The tension that amendment caused in committee carried over to today. Councilmember Marqueece Harris-Dawson verbally sparred with Blumenfield over universal just cause after Blumenfield repeatedly insisted that small-scale landlords needed the loophole he had proposed. Harris-Dawson countered that eviction is a service that the city provides to landlords and that Blumenfield was, in effect, saying, "For a year, you [the landlord] can evict someone without a just cause and we [the city] will help you."
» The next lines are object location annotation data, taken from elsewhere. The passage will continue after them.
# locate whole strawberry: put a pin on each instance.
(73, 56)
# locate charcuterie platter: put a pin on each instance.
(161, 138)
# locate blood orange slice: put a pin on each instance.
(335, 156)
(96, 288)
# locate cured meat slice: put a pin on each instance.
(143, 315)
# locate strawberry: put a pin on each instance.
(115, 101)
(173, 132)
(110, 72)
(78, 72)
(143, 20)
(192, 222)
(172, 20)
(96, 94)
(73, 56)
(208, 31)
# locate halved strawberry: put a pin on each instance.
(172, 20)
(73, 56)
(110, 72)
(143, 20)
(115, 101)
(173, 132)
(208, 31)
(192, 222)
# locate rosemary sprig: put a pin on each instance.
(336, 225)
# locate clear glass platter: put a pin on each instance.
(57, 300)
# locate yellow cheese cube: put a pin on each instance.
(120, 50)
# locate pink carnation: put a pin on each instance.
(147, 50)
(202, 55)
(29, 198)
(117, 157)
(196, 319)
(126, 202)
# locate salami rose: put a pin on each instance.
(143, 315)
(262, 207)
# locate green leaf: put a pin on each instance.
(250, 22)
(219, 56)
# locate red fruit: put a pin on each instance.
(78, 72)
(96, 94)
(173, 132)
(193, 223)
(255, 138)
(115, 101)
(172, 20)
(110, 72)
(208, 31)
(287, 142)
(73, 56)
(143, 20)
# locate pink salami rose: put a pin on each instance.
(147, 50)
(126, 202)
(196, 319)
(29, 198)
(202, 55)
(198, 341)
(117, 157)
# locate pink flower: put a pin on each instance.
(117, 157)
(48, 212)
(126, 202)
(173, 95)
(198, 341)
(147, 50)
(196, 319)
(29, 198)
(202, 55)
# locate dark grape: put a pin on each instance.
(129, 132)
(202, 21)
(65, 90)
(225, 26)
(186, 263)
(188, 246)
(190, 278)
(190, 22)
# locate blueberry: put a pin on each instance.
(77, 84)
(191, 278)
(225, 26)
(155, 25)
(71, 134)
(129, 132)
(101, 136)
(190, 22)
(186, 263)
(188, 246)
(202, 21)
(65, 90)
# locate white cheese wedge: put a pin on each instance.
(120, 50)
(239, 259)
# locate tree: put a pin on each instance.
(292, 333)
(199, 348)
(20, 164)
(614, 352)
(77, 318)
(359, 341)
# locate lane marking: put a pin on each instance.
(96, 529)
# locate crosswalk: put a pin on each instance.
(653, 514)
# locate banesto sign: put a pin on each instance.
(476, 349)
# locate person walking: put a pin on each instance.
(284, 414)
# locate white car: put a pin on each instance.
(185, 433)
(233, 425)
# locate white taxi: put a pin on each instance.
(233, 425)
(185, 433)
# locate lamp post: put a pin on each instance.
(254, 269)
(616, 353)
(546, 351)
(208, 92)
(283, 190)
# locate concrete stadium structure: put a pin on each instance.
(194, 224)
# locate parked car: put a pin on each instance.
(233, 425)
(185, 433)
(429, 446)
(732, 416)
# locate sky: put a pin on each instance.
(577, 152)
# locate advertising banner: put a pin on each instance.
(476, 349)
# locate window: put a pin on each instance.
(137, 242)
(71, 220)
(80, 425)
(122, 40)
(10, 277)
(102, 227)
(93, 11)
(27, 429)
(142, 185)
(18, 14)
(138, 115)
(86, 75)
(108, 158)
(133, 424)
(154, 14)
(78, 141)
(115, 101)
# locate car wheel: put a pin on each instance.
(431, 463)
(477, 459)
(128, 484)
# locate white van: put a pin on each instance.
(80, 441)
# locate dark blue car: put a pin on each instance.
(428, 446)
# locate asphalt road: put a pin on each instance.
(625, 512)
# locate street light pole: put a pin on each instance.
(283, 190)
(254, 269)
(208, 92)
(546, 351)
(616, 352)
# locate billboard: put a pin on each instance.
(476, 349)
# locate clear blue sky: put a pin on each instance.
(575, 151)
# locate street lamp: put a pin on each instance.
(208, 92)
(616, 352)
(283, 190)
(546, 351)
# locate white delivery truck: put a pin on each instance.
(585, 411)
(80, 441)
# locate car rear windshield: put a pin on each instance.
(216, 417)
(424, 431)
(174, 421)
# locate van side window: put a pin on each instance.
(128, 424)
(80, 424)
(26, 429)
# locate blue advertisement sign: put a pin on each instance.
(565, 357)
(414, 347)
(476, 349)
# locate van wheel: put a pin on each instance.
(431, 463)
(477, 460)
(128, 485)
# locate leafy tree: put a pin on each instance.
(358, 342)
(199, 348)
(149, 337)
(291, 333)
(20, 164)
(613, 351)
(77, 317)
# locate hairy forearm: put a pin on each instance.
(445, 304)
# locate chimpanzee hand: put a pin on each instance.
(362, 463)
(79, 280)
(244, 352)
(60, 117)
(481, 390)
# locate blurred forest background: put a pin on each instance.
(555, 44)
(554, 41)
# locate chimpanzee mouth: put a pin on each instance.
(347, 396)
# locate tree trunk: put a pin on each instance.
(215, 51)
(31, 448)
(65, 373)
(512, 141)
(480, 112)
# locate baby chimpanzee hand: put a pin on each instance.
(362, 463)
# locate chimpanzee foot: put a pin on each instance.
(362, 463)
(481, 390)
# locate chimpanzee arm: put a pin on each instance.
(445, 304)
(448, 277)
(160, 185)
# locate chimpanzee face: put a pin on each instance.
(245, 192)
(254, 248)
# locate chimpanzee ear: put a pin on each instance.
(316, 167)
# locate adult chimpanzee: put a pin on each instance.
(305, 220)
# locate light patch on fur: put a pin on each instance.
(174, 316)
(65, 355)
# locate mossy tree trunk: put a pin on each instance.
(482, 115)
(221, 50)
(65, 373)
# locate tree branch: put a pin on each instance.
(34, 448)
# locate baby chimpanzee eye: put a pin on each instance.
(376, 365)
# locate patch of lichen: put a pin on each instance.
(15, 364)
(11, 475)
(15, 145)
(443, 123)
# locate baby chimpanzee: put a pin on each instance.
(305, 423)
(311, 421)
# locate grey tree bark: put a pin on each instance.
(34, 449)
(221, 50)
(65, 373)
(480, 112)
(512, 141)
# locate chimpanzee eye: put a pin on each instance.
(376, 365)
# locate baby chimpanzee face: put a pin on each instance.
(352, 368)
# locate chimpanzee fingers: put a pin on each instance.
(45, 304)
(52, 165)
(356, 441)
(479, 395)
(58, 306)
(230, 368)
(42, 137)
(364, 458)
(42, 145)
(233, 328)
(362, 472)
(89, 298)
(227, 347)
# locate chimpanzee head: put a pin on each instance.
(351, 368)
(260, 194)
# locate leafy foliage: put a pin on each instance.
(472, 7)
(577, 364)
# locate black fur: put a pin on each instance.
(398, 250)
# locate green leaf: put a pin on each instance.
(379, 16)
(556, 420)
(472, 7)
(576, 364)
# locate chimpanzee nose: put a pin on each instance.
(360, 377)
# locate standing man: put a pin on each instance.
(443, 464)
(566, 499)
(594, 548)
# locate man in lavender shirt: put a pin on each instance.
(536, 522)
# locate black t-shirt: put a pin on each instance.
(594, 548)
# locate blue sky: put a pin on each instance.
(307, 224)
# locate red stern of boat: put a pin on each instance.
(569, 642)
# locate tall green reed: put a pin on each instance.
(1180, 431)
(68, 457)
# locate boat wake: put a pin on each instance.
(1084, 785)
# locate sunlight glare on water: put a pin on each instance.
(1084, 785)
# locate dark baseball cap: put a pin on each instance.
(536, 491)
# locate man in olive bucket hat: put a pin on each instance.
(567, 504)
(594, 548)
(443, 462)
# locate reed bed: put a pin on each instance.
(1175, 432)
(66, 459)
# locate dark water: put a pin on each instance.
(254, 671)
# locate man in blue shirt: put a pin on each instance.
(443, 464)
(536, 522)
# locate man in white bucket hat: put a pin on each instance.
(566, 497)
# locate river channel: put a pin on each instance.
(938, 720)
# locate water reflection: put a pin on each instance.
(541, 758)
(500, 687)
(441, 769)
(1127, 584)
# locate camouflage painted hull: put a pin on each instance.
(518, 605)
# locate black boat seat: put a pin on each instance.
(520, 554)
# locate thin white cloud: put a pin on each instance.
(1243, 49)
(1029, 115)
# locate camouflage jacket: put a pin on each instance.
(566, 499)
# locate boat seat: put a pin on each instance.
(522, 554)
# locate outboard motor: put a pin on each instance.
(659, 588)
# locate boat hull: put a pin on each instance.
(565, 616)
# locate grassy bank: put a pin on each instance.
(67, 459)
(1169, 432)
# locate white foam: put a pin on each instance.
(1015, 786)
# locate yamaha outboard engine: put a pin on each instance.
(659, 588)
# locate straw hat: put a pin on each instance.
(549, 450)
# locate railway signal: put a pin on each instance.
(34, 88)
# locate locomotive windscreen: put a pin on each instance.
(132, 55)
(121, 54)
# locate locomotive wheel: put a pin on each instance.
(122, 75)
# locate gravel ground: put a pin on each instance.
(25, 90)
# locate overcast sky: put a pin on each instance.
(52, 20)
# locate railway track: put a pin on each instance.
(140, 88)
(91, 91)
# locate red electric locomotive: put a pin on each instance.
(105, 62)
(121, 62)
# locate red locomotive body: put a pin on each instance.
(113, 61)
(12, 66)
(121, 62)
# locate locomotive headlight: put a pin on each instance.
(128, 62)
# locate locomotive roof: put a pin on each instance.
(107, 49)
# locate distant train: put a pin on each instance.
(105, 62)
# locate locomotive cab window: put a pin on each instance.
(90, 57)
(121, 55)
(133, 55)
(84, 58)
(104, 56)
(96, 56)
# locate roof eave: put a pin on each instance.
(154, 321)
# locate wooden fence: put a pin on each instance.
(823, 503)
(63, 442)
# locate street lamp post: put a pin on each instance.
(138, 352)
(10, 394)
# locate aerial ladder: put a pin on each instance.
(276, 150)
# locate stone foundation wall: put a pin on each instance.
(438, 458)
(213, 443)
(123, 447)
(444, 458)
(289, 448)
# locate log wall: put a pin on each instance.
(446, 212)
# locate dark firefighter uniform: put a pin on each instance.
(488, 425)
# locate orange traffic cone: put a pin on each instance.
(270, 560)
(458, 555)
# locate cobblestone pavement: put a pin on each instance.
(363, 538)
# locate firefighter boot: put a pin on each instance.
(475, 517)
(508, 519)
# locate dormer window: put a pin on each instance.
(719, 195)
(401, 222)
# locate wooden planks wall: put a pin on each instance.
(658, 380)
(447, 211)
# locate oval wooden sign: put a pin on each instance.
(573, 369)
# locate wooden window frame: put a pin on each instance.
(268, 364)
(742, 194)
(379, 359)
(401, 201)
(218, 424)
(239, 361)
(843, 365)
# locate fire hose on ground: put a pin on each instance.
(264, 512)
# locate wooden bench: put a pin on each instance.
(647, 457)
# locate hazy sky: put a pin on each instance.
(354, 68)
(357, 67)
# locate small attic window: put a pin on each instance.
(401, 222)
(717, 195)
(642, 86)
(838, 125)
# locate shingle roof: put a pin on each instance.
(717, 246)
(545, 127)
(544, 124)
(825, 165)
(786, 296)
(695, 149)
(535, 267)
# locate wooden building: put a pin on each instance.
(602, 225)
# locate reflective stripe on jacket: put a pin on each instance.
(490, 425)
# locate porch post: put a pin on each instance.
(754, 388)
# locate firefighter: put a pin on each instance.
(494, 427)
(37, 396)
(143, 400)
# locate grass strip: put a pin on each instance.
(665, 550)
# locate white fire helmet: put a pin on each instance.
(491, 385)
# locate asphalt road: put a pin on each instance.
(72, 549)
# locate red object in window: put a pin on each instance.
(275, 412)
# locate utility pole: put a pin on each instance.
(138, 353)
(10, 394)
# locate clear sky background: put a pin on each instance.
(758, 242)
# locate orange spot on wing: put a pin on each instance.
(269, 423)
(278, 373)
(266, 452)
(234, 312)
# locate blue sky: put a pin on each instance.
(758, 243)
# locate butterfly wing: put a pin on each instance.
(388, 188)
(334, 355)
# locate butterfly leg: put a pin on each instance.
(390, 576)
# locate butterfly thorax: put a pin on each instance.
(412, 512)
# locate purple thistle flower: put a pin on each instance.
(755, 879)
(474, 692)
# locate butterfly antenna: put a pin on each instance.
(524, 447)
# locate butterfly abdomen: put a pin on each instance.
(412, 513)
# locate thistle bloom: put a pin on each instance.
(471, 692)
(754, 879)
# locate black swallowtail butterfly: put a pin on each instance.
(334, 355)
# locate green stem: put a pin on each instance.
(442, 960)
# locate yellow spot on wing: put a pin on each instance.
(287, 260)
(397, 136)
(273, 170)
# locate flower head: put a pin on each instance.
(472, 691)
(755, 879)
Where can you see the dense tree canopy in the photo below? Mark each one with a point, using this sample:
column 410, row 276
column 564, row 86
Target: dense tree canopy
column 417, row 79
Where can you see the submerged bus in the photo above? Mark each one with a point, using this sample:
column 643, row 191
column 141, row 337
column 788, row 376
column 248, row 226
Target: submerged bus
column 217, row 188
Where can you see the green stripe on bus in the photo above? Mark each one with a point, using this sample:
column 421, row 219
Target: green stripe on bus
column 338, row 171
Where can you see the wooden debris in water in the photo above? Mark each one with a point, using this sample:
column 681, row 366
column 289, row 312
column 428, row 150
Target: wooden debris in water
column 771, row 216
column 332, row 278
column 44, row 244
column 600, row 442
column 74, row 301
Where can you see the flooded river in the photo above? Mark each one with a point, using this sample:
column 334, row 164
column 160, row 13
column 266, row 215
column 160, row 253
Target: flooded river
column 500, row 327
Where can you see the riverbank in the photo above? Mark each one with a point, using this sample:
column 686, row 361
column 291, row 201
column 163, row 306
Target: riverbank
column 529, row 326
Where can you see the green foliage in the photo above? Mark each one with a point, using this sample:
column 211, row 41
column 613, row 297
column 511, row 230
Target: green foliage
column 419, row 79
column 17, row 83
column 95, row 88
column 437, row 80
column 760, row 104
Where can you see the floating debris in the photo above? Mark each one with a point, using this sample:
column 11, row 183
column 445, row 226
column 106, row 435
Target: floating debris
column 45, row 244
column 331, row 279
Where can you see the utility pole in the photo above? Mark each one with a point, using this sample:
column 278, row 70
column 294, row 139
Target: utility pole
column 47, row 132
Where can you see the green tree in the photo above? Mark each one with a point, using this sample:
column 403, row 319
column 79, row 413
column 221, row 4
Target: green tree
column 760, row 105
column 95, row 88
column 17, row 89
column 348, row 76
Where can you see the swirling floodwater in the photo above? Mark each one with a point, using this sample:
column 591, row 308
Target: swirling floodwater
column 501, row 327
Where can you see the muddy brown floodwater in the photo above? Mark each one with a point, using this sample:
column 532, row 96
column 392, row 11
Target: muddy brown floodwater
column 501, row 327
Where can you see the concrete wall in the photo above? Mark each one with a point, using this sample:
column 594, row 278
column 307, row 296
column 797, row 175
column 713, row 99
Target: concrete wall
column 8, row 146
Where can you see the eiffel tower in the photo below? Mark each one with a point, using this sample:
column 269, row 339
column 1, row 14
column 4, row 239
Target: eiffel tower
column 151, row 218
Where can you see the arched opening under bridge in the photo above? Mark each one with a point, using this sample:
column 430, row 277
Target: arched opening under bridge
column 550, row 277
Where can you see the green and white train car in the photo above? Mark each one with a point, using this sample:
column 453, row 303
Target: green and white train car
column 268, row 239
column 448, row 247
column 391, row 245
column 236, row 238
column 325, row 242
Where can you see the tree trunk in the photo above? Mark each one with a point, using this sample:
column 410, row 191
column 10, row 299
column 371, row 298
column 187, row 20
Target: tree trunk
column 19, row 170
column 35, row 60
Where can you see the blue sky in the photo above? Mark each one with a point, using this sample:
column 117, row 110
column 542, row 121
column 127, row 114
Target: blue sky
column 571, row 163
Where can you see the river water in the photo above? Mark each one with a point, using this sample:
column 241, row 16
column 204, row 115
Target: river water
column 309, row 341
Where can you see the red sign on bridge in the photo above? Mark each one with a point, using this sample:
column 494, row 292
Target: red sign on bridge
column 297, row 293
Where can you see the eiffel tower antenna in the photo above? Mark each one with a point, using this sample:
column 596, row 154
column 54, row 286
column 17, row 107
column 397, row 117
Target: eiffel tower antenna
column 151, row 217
Progressive councilmembers Raman, Harris-Dawson, Soto-Martinez, and Eunisses Hernandez favored an amendment authored by Councilmember Katy Young Yaroslavsky that would have universally narrowed the loophole to six months - a stronger protection than the committee-approved twelve-month time frame. Ultimately, the council rejected the Young Yaroslavsky amendment, but accepted a Soto-Martinez amendment that trimmed the waiting period to six months, but effectively allows landlords to not pay relocation for early no fault evictions.

When the city council enacts a new law it takes a multi-step process. Today, the council unanimously approved what are known as the instructions and the ordinance. The renter protection law includes an urgency clause that allows it to take effect as soon as possible. It still needs to be approved by Mayor Karen Bass to become law, but the mayor has already signaled her support.